ARTS Celebrates Indigenous Peoples’ Day

Last year Seattle began celebrating Indigenous Peoples’ Day to celebrate the thriving cultures and values of Indigenous People’s in our region. In addition to celebrating this day, ARTS is highlighting three public artworks in our collection that honor our region’s rich culture and history. Seattle’s public art program expands the public experience with visual art and enables people in all societies to better understand their communities and individuals. Take a moment to enjoy and visit these artworks when you get a chance.

A Salish Welcome, Marvin Oliver

In Ballard, A Salish Welcome (2010) greets visitors at the gathering and viewing section of the Salmon Bay Natural Area. Completed in June 2010, artist Marvin Oliver constructed the 16-foot-tall-free-standing sculpture out of bronze, powder coated aluminum, powder coated steel, concrete and glass.

Highlighting SPU’s work to restore, protect and preserve Seattle’s heritage and vital salmon habitat, the cast bronze figure draped in a Salish ceremonial robe raises a four-foot diameter aluminum disk featuring two laser-cut, adult salmon circling four glass salmon eggs. The base of the sculpture is covered in steel plates with images of mature salmon facing upstream from Salmon Bay and salmon fry pointing towards Puget Sound.

“A Salish Welcome honors the local Salish people and celebrates the abundant and vital life on this ecological waterway,” says Oliver in his artist statement. “The monumental Salish figure in ceremonial robe greets us and reminds us to preserve, protect and promote this evolving, living landscape for new generations and man alike.”

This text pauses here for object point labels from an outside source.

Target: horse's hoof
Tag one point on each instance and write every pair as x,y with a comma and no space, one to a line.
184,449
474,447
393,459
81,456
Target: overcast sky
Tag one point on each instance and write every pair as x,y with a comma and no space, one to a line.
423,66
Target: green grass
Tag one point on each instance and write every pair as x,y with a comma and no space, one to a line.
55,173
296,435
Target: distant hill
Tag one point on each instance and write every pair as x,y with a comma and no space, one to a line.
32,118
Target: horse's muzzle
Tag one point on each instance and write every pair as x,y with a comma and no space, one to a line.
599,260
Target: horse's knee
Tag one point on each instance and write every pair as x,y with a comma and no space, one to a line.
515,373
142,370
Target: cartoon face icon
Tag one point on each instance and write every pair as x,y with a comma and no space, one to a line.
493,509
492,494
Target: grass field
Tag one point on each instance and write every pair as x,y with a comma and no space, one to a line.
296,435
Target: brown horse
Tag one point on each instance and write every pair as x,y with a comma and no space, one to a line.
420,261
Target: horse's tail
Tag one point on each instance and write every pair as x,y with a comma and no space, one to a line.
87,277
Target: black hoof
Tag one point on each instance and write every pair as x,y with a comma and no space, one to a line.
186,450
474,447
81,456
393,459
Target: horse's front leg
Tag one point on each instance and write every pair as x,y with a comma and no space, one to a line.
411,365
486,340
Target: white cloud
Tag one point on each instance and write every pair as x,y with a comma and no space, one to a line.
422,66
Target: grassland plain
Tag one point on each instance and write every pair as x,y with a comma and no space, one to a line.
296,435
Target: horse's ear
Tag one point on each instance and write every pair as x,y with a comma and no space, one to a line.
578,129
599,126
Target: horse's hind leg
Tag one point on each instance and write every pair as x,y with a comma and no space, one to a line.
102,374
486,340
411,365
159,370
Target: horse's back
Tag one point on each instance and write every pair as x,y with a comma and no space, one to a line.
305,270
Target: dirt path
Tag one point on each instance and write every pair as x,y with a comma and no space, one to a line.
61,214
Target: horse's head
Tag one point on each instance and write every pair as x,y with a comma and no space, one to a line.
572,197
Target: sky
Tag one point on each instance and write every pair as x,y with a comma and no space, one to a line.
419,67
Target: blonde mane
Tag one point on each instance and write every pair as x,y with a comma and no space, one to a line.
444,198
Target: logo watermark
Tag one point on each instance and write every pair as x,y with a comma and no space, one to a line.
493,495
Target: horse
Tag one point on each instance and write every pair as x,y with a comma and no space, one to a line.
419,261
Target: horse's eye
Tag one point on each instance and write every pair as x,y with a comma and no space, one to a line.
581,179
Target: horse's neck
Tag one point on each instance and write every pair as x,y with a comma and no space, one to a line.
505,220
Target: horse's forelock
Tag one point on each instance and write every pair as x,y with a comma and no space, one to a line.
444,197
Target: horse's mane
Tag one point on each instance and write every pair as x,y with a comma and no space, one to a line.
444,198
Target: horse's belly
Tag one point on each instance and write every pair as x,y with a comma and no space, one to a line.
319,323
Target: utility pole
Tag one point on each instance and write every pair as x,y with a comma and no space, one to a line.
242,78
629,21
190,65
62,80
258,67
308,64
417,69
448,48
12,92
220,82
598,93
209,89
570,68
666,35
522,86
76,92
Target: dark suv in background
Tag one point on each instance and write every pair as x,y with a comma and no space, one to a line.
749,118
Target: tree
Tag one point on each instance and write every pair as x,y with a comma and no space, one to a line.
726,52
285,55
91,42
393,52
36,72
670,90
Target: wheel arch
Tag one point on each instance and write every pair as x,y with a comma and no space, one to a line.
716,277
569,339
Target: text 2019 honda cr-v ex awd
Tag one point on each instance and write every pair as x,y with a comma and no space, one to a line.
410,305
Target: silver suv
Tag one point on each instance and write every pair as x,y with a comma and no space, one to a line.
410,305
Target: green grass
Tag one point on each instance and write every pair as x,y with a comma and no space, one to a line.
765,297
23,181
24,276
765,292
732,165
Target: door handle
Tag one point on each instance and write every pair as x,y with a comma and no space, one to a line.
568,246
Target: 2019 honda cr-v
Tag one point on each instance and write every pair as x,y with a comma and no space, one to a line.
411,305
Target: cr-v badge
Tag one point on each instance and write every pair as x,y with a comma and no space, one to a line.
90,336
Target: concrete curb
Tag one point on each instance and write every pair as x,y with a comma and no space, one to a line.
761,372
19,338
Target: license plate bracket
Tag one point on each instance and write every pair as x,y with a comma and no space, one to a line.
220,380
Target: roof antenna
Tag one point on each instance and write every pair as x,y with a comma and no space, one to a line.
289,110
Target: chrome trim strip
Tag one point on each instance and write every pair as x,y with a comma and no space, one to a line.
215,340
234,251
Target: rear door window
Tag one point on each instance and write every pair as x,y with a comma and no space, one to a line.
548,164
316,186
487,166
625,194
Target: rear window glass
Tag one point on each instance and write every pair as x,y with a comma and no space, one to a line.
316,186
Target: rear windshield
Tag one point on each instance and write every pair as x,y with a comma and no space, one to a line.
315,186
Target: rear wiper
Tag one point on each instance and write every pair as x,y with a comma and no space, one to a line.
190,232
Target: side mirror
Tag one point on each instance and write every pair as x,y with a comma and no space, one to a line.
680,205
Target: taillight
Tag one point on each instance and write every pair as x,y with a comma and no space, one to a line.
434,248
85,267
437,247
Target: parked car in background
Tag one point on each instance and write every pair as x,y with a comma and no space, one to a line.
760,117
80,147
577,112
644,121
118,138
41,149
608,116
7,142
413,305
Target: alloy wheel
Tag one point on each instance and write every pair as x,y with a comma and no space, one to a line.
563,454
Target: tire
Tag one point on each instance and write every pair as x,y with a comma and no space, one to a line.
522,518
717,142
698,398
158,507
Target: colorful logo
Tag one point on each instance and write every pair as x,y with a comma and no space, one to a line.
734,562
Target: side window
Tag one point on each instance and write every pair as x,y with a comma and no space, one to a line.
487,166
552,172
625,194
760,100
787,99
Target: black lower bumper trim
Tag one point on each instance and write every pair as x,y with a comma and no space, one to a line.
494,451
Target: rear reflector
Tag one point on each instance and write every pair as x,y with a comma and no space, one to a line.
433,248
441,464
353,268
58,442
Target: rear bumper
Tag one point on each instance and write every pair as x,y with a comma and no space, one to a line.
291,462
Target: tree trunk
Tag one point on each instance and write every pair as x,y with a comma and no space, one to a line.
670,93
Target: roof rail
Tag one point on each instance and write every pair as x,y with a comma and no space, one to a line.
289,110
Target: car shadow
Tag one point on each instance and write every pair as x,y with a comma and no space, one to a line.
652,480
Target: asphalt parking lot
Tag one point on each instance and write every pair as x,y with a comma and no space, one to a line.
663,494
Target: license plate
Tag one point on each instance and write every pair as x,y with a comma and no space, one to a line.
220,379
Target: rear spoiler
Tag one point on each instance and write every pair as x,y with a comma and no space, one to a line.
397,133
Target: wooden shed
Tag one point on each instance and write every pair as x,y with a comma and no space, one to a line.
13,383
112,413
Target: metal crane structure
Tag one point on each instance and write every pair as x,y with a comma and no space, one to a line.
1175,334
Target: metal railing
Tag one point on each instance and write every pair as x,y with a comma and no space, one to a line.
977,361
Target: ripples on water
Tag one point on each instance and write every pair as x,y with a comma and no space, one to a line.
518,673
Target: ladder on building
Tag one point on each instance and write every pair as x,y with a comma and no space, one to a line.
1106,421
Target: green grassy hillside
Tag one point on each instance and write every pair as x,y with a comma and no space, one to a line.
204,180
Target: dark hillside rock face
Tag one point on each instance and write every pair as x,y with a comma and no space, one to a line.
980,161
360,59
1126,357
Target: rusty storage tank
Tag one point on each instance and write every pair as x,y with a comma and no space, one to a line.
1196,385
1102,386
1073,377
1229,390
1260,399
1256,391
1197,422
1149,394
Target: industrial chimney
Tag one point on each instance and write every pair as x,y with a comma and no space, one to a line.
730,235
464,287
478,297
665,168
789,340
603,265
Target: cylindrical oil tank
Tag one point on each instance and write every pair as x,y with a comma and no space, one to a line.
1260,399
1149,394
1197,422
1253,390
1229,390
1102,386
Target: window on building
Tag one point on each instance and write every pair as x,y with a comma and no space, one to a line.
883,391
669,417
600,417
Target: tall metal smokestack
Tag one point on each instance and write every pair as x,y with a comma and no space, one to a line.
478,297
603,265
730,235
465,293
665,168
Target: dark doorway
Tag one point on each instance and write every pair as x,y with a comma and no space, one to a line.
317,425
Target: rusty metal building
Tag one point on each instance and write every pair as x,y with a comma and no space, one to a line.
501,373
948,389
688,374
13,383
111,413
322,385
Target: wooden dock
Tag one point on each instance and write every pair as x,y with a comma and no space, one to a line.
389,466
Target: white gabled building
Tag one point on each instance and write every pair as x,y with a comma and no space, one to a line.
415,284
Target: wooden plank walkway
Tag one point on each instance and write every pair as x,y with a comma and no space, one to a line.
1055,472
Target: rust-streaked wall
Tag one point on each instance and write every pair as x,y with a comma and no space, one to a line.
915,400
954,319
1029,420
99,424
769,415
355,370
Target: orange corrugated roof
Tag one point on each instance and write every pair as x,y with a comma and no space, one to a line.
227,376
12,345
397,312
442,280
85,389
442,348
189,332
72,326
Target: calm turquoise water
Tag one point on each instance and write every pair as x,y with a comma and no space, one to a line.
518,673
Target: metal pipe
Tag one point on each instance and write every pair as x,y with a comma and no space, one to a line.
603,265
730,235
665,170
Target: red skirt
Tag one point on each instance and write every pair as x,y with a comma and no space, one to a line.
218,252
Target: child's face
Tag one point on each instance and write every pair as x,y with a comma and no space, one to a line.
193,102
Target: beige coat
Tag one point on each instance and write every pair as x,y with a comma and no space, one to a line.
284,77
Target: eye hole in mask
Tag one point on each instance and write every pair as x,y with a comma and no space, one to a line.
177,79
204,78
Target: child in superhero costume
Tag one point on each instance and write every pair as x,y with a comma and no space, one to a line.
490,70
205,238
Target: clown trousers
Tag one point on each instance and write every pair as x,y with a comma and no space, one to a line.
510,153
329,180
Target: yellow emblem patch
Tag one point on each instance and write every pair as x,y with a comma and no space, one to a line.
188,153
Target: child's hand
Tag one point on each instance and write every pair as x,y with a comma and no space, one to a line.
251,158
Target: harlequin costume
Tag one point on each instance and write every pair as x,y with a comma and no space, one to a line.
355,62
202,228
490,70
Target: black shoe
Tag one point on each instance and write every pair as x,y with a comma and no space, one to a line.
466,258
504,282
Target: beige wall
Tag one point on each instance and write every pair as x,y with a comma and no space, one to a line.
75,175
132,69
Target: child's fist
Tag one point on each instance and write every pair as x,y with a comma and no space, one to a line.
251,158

The sculpture was funded by Seattle Public Utilities 1% for Art funds and Department of Neighborhoods Neighborhood Matching Funds.

Day/Night, Edgar Heap of Birds

Located next to the bust sculpture of Chief Seattle in Pioneer Square Day/Night is crafted out of porcelain enamel on two steel panels by artist Edgar Heap of Birds. Chief Seattle’s speech during treaty negotiations in 1854 is widely recognized as one of the greatest statements ever made regarding the relationship between people and the earth. Written in Lushootseed on the front and in English on the back, one panel reads: “Far away brothers and sisters, we still remember you” while the other one reads: “Chief Seattle, now the streets are our home.”

“With the sculpture Day/Night the theme of the porcelain panels seeks to proclaim that for many transient inter-tribal native people the streets of Seattle are home,” says Heap of Birds. “Secondly it is declared that although these tribal citizens have sought refuge in the urban centers which have sprung up on Indian Territory around them, the far away rural tribal communities from which they originate hold each and everyone’s memory in close and high regard.”

Originally commissioned as a temporary artwork by the Seattle Arts commission for “In Public, 1991”, Day/Night was on display for an extended amount of years before the commission obtained permission to keep it in Pioneer Square permanently. Day/Night was funded by private donors and the City of Seattle.

Hatchcovers, Nathan Jackson

Alaskan artist Nathan Jackson was commissioned in 1976 as a part of the hatchcovers project, where artist designed hatchcovers (manhole covers) to replace the aging hatchcovers downtown. Jackson’s design features a Tlingit whale relief which was originally carved in wood and later cast in iron.

Many Native American legends feature killer whales. In the Native American culture, killer whales symbolize power and strength. Many say that catching sight of one is a momentous omen. The Tlingit tribe among others believes that killer whales are special protectors of humankind.

There are 32 of these hatch covers scattered throughout Seattle. Jackson’s hatch covers were funded by Seattle City Light 1% for Art.